Dienstag, 26. April 2011 - 13:19 Uhr
Bislang ist die „Initiative Borussia“ vor allem damit aufgefallen, dass sie sich in der Öffentlichkeit mit einer „Hau-Drauf-Methode“ ins Gespräch bringen wollte. Das ist fraglos gelungen, denn die von den Medien dankbar weitergetragenen Angriffe (»Kaninchenzüchterclub«) sorgten für die gewünschte Aufmerksamkeit. Die brauchte es wohl, denn die eigentlichen Reformansätze bleiben eher plakativ als konstruktiv und hätten sicher eine solche öffentliche Beachtung nicht gefunden.
Untermalt von der sportlichen Entwicklung und der spärlichen, jedoch nicht wirklich glücklichen Öffentlichkeitsarbeit von Präsident Rolf Königs (»Das Stadion ist der Star«), kristallisierten sich durchaus Fürsprecher der „Initiative“ heraus, selbst wenn viele Anhänger und Mitglieder die Vorgehensweise von Norbert Kox & Co. nicht gutheißen mochten.
Am heutigen Dienstag nun spielte die „Initiative“ ihren letzten großen Trumpf aus und präsentierte mit Stefan Effenberg das neue Gesicht der Reformbewegung. »Wir wollen Stefan Effenberg nicht nur als Sportdirektor verpflichten, sondern auch als Vorsitzenden der Geschäftsführung - das ist das Bremer Modell, wie mit Klaus Allofs«, wird Norbert Kox zitiert. »Wir wollen sportliche Kompetenz in diesen Verein bringen«.
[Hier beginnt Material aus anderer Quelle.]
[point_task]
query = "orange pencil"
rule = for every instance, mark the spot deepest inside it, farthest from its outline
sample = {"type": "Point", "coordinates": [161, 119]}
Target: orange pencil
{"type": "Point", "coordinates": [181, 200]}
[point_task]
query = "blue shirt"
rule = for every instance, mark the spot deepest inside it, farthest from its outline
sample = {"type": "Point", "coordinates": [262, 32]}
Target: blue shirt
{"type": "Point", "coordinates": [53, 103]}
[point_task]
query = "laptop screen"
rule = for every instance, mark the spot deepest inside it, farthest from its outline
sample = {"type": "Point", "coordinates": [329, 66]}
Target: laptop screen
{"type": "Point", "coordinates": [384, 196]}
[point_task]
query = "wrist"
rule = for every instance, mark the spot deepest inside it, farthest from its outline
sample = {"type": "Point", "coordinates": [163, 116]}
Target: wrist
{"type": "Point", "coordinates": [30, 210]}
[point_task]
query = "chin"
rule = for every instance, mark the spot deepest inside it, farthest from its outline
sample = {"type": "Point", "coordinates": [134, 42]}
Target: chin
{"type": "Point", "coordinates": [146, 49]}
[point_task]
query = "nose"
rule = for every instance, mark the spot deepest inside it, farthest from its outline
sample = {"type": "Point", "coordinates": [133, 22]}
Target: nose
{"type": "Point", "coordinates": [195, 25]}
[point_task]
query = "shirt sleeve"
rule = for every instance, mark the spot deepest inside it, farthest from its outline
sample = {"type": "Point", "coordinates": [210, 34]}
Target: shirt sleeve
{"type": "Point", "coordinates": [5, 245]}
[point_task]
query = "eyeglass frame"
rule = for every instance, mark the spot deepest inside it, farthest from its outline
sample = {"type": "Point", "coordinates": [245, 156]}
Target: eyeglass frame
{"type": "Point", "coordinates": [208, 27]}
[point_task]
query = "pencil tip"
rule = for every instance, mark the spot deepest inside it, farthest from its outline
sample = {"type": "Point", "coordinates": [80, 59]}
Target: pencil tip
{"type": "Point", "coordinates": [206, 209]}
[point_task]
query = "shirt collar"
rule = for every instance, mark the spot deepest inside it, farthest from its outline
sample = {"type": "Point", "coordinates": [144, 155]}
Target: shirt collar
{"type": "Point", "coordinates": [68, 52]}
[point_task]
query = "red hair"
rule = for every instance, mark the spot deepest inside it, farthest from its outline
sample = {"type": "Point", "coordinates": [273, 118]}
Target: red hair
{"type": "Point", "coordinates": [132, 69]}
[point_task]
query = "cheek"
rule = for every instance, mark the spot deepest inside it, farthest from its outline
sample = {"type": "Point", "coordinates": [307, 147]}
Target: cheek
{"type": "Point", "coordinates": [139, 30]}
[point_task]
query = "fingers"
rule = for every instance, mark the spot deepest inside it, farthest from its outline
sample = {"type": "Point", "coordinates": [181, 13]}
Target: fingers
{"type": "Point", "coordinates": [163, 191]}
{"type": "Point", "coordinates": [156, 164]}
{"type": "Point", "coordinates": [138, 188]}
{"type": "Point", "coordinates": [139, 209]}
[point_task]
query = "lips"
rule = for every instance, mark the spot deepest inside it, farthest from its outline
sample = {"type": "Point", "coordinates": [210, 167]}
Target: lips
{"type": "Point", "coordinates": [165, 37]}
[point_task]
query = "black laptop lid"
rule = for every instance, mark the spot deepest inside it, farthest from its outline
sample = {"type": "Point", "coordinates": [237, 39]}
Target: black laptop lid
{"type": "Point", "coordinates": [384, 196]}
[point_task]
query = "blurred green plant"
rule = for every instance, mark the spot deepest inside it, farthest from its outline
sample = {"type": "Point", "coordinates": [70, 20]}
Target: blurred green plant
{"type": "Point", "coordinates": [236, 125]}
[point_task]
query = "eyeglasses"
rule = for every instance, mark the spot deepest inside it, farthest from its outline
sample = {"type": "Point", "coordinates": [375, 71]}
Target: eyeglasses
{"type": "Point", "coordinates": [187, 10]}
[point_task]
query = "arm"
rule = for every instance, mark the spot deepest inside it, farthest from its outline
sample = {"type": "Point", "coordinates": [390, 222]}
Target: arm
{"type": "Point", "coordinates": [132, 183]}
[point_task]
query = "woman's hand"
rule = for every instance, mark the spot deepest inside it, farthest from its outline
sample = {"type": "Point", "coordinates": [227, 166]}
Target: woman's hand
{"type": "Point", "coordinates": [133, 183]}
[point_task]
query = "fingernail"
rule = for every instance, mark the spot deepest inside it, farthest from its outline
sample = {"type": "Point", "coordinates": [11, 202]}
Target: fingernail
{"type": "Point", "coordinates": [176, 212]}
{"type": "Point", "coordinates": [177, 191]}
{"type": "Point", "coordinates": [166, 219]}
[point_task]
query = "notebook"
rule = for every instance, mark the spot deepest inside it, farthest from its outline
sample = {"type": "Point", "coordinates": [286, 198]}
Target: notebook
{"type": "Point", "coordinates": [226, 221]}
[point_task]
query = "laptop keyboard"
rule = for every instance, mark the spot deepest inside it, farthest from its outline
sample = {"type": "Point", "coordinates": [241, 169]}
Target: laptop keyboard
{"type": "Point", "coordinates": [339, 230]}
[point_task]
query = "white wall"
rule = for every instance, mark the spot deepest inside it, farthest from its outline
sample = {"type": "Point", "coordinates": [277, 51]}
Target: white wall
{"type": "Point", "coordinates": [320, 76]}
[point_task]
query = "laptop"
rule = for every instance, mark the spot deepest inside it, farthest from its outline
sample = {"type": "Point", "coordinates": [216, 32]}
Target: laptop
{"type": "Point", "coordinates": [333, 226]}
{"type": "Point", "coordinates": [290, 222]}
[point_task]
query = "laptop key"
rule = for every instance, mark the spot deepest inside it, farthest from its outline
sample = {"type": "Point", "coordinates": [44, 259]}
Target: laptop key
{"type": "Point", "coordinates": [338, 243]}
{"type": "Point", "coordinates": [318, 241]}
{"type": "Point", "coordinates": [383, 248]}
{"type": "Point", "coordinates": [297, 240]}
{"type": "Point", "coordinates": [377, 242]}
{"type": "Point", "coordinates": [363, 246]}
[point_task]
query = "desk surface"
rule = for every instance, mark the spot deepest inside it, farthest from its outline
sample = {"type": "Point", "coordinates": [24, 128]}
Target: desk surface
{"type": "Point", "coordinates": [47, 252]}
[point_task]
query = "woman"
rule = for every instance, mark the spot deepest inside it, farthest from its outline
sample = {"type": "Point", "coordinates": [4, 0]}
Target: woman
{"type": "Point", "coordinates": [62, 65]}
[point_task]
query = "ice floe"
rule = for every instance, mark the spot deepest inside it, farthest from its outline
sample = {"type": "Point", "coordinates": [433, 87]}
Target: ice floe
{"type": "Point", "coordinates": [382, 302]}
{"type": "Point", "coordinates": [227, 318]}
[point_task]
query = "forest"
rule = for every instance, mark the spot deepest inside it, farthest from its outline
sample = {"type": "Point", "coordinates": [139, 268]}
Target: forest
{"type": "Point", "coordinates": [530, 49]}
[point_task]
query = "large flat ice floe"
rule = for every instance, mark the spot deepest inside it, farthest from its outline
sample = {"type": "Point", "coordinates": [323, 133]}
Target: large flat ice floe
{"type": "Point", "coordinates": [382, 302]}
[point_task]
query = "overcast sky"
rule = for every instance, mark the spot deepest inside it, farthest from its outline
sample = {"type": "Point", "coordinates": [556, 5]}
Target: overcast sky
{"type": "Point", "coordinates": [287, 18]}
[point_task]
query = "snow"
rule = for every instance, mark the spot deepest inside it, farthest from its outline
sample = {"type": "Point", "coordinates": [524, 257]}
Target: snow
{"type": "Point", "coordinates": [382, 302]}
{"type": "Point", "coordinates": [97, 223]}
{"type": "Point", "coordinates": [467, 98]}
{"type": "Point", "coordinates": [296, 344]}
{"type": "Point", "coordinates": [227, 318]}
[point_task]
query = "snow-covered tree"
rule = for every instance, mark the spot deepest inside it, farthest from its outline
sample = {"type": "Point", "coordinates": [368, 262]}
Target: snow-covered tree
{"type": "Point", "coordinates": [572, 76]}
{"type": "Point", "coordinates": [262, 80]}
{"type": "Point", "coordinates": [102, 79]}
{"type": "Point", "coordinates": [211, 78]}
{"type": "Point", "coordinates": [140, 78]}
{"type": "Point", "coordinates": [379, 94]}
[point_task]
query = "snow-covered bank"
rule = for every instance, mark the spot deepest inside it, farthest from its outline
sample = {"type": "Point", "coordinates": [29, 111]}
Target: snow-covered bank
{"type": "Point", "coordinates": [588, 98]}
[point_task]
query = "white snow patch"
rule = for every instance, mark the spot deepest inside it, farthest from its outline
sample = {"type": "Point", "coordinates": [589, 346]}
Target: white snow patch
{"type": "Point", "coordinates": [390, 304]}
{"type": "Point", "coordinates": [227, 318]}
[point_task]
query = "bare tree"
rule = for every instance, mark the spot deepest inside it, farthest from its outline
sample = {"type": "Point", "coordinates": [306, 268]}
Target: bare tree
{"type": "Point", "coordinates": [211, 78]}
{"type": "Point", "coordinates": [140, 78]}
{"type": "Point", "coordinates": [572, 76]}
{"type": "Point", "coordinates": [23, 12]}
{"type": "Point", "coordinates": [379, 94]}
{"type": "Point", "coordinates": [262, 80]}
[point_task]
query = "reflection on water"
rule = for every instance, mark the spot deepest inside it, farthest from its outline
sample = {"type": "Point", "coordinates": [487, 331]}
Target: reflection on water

Und dafür soll nun Stefan Effenberg stehen. »Es schreien alle nach sportlicher Kompetenz. Dazu stehe ich mit voller Überzeugung zur Verfügung«, unterstrich der „Tiger“ bei seiner offiziellen Vorstellung.
Dass Stefan Effenberg an Bord ist, überrascht angesichts der Äußerungen des Ex-Nationalspielers in der Vergangenheit nicht wirklich. In seiner Eigenschaft als „Experte“ beim Fernsehsender sky kritisierte er die aktuelle Vereinsführung mehrfach deutlich und hielt sich immer die Hintertür offen, in irgendeiner Funktion tätig zu werden, wenn man ihn denn fragen würde.
Fraglos ist der „Initiative“ damit ein Coup gelungen, denn Stefan Effenberg polarisiert und genießt in der Fangemeinde immer noch einen hohen Stellenwert. Die „sportliche Kompetenz“ scheint in diesem Falle naturgegeben und selbst manch mega-peinliche Episode während Effenbergs Karriere nach der Karriere ändert nichts an seiner vermeintlichen Qualifikation.
Wie dem auch sei: Spätestens mit dem Erscheinen von Stefan Effenberg auf der Bühne wird die „Initiative“ zur echten Gefahr für Königs & Co. Sollte das „Wunder Klassenerhalt“ nicht geschafft werden, verbleiben den momentanen Verantwortlichen nicht wirklich viele Argumente um die Mitglieder zu überzeugen, dass ihr Kurs der richtige ist. Dass die Reformvorhaben der Initiative nicht der Weisheit letzter Schluss sind und sogar auf Sicht eine echte Gefahr für Borussia Mönchengladbach darstellen könnten, wird durch den neuen Frontmann Stefan Effenberg noch weiter in den Hintergrund rücken.